Denn die unterschiedlichen Zinsen spiegeln eine unterschiedliche Wirtschaftslage: Auf der einen Seite die Euro-Zone, die ökonomisch stagniert, eine industrielle Rezession durchleidet und mit schwacher Nachfrage kämpft. Auf der anderen Seite die USA, die solide wachsen, viele neue Stellen schaffen und eine deutlich höhere Produktivität und Innovationskraft beweisen.

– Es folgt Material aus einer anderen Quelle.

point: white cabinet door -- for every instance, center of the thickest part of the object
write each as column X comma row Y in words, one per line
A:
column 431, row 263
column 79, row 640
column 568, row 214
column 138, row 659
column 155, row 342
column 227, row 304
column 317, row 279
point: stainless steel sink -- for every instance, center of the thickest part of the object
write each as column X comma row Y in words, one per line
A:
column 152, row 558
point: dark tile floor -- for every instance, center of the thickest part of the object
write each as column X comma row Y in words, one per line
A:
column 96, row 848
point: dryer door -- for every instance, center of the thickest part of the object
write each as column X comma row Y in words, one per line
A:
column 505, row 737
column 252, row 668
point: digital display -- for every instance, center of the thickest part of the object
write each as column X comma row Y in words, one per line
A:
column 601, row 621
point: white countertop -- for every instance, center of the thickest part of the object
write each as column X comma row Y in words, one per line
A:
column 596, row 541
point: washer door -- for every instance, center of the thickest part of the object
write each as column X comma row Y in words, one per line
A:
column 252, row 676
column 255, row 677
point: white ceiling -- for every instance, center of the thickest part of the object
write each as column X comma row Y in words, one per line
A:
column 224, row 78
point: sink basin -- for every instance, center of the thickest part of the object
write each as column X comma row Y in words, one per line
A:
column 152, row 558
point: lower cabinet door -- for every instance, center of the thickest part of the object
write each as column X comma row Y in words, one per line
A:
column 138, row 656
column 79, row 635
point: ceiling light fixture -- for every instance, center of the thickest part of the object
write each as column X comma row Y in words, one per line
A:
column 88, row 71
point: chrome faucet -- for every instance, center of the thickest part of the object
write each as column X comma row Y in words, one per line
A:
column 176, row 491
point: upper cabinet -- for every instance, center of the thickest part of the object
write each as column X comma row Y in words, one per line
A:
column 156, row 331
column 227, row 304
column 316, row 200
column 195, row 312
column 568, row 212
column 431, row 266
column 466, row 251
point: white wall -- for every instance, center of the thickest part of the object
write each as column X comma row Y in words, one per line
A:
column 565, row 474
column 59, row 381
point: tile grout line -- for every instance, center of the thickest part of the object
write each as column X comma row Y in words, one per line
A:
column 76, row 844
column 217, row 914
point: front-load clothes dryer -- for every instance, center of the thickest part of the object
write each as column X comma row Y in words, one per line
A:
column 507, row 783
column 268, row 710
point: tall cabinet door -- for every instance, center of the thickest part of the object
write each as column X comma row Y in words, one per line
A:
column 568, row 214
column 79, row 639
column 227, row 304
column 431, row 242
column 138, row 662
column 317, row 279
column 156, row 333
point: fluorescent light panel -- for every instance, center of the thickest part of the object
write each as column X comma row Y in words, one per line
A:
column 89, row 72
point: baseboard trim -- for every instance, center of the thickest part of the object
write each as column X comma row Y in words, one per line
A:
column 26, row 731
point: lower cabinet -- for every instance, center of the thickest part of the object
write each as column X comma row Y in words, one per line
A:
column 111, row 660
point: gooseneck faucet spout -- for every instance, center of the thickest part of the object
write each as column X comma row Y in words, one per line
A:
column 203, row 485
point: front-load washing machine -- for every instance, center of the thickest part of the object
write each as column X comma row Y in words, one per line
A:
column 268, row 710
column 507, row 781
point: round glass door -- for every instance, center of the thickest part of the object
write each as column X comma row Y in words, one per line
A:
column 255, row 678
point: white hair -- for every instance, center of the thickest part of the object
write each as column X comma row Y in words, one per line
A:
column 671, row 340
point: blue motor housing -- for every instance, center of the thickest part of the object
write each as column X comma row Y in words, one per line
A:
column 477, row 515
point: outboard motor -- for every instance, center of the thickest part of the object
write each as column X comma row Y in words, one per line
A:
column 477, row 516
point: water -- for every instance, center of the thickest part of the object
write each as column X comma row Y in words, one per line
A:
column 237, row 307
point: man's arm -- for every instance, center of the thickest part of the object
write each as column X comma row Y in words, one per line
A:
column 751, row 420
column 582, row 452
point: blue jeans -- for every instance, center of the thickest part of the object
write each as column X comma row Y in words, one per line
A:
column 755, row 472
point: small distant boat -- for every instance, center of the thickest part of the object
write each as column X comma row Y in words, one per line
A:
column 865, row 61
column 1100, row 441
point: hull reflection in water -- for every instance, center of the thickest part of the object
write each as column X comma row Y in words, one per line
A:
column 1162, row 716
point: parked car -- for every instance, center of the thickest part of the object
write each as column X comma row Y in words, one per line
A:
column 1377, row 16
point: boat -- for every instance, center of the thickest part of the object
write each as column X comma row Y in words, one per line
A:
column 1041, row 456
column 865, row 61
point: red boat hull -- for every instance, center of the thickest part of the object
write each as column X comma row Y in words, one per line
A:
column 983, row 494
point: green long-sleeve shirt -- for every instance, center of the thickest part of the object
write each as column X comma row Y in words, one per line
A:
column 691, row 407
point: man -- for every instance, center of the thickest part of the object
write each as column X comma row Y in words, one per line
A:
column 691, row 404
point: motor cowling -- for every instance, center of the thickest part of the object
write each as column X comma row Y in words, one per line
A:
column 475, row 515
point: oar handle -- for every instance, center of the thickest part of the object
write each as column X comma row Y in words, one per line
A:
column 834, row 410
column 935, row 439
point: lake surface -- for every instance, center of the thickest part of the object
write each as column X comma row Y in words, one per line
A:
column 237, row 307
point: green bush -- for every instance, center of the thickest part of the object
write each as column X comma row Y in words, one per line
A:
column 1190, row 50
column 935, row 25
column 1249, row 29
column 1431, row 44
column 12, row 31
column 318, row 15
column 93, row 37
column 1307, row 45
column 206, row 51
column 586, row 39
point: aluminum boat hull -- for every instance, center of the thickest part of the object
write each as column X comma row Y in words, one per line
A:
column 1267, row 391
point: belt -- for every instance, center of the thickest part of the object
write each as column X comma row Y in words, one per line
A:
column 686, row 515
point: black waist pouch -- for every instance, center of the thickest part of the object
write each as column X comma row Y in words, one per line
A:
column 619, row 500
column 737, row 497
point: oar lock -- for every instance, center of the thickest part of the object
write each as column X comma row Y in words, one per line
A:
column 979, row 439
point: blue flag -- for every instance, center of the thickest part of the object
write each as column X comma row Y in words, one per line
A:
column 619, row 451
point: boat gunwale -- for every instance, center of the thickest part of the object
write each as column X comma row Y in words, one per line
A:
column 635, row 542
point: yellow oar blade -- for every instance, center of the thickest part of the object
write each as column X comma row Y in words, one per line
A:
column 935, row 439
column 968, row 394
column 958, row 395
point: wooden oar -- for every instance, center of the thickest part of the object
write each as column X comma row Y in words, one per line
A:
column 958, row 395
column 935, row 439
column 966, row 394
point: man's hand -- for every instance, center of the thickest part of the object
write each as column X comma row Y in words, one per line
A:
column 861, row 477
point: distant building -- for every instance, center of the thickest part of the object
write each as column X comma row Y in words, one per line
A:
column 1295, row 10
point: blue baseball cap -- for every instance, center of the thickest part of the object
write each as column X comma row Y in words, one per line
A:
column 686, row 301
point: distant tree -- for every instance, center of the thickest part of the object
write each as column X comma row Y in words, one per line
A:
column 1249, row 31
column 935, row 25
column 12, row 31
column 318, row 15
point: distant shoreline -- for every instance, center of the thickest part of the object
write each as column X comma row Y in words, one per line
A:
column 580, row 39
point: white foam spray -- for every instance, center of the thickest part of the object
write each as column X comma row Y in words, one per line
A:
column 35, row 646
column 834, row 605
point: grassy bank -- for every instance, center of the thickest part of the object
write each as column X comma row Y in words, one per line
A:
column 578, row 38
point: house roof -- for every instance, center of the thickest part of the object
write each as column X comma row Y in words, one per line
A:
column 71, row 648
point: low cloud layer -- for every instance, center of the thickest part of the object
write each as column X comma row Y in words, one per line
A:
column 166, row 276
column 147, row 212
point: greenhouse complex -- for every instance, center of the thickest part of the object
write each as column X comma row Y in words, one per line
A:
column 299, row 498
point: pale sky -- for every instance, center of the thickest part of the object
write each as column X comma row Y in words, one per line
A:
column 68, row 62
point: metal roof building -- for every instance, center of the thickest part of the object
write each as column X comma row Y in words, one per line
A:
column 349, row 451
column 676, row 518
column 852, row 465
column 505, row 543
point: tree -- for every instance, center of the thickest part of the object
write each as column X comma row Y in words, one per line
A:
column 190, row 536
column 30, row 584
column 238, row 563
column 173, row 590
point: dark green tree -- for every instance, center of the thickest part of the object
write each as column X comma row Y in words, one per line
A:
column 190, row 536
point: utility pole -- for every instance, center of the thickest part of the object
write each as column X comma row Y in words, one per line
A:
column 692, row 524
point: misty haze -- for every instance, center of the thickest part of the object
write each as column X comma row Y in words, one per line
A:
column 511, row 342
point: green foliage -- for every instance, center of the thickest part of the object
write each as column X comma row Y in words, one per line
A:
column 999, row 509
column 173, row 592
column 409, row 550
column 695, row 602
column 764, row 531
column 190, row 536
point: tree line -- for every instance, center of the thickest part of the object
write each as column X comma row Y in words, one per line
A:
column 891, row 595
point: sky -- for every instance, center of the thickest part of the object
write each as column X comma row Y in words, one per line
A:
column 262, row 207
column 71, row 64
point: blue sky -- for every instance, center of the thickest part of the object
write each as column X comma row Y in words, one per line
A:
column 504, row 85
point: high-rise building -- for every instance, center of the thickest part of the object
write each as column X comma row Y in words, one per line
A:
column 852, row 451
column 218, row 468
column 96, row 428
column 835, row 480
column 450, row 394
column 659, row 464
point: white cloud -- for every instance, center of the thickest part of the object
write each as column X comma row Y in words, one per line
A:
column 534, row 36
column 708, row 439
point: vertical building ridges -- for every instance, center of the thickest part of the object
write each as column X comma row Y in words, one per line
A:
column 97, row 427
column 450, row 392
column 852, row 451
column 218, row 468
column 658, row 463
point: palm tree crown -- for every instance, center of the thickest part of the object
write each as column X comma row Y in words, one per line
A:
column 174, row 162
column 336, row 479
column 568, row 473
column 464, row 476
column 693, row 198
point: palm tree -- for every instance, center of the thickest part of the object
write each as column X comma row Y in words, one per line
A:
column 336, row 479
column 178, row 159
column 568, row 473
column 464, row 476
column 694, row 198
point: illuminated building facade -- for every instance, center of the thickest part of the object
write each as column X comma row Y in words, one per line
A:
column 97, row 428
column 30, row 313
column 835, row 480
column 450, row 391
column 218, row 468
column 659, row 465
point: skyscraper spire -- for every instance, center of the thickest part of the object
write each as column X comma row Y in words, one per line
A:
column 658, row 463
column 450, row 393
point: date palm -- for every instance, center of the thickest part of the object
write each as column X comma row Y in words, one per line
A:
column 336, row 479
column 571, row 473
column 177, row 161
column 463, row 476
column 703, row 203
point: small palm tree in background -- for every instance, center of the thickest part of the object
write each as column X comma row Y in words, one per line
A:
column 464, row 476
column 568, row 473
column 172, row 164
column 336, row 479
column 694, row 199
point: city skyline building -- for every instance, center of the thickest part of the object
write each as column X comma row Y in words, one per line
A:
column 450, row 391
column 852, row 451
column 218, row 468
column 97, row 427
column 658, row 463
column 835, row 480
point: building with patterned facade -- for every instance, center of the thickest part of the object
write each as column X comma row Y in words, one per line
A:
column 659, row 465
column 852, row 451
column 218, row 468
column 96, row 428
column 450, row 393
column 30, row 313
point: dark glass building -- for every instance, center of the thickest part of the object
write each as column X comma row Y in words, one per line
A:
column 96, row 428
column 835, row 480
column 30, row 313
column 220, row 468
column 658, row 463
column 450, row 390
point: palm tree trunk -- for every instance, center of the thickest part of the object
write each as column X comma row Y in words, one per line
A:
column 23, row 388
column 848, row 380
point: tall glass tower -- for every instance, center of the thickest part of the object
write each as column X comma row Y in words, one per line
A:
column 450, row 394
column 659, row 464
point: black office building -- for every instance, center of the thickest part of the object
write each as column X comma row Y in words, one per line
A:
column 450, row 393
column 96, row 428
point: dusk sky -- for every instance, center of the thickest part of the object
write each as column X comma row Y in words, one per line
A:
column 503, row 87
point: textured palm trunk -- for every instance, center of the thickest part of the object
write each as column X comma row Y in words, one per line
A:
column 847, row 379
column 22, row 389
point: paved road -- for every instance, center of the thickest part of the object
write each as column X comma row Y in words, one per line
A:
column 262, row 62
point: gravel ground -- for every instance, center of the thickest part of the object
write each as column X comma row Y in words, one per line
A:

Amerikas höhere Zinsen sind ein Zeichen der Stärke. Sie verdeutlichen, dass die amerikanische Wirtschaft nicht mit billigem Geld angekurbelt werden muss. Vielmehr hat das Fed darauf zu achten, dass es die Inflation unter Kontrolle bringt. Denn bei robuster Nachfrage steigen Preise naturgemäss stärker, als wenn die Bevölkerung das Vertrauen in die Zukunft verloren hat. Entsprechend muss die US-Notenbank zinspolitisch stärker bremsen als die EZB, deren Leitzins sich wieder jenem neutralen Niveau nähert, wo er weder stimulierend noch bremsend wirkt.
Divergenz der Zinspolitik
Doch Europas Unternehmen sollten sich von leicht niedrigeren Zinsen nicht zu viel versprechen. Einige Prozentpunkte geringere Kosten bei der Geldaufnahme sind keine Kompensation für eine dysfunktionale Währungsunion, eine überbordende Regulierung und desorientierte Regierungen, wobei Letztgenanntes vor allem für die beiden Euro-Schwergewichte Deutschland und Frankreich gilt. Billiges Geld taugt nicht als Ersatz für wirtschaftliche Strukturreformen, für die der Euro-Raum derzeit weder willens noch fähig scheint.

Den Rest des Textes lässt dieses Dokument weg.